Para termos menos medo de algo que nos assusta tanto, como levar uma vacina ou conhecer os sogros, fazemos aquele exercício comum de respirar fundo ou falar sobre isso com os amigos, e sabemos que funciona. Sempre funcionou falar sobre as coisas. Em miúdos, bastava confessarmos aos nossos pais que tínhamos praticamente a certeza que havia um mostro debaixo da cama e eles explicavam logo como isso era impossível porque a casa tinha alarme e ninguém poderia ter entrado sem ser notado (nem mesmo os monstros). Já os irmãos mais velhos, que não foram feitos para descansar ninguém, confirmavam a existência do monstro mas sentiam compaixão ao ponto de dizerem que tinha uma peruca loira e uns óculos estúpidos e que não metia muito medo.
Falar sobre as coisas assustadoras sempre ajudou e com o cancro acontece exatamente a mesma coisa.
Temos de esperar meses mas, finalmente, no dia 4 de fevereiro, os média dizem cancro e não doença prolongada, e as pessoas partilham histórias reais, comuns, desafiando a que outros se preocupem com a sua saúde e mostrando que nada de mais precioso existe. É um dia em que se fala de números e estatísticas, mas sobretudo de esperança, de inovação e de pessoas otimistas que nos inspiram a sermos felizes porque, bolas, o cancro dá sempre aquela bofetada básica de luva branca que acorda qualquer mongo para a vida.
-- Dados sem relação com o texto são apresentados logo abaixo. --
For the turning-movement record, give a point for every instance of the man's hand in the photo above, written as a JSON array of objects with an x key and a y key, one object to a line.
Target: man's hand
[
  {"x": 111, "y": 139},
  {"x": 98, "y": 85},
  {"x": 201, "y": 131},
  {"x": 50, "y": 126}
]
Claro que este dia teria de ser vivido de forma especial. Escolhi estar em Baião, a convite da câmara, para partilhar a minha história. Não só era a minha primeira vez naquela terra tão bonita como também nunca tinha sido promovida uma iniciativa do género. Estávamos todos assustados porque, quando assim é, nunca sabemos a reação das pessoas, mas o pior que poderia acontecer-nos era não aparecer ninguém – valia a pena tentar. Não só apareceram muitas pessoas como (e só foi possível graças à Susana) elas estavam disponíveis para brincar, partilhar, rir, e foi exatamente o que decidimos fazer: conceder-nos uma tarde feliz. A Susana, sobrevivente do cancro e com uma alegria que acorda qualquer um do coma, de microfone na mão e gargalhada alta, perguntava aos sobreviventes da plateia o que tiravam de positivo da experiência com o cancro. E todos nós teríamos de dizer alguma coisa boa que tivéssemos vivido e aprendido. O nosso humor não foi aquele folclore do “Uuuu! Que fixe que foi!”, como se o humor fosse uma máscara, uma forma de omitirmos o que sentimos, num falso histerismo que não me cativa. Ali, o humor foi uma escolha consciente, carregado de amor e de emoções, permitindo que continuássemos vulneráveis.
Lembro-me de uma coisa interessante que alguém disse: “Estamos a rir, mas devemos ter respeito pela doença.” Percebo a intenção desta frase, mas sinto-a como se fosse quase um pedido de desculpa aos presentes para que “não nos levem a mal de tudo o que for dito”. Não concordo. Não temos de pedir licença e muito menos desculpa, sobretudo porque temos de ter respeito, sim, mas por nós mesmos e pelos outros. Não pela doença que veio para ver me se me estraga o dia. E se esse respeito significar dignificarmos a nossa vida e a nossa história com humor? Que assim seja. Não respeito nem idolatro uma doença, pelo contrário, diminuo-a relativizando-a e brincando com as minhas fragilidades, aumentando assim o meu amor-próprio.
É o que escolho para este e para todos os dias. Foi o que escolhemos, juntos, conhecidos e desconhecidos no domingo lindo e frio em Baião.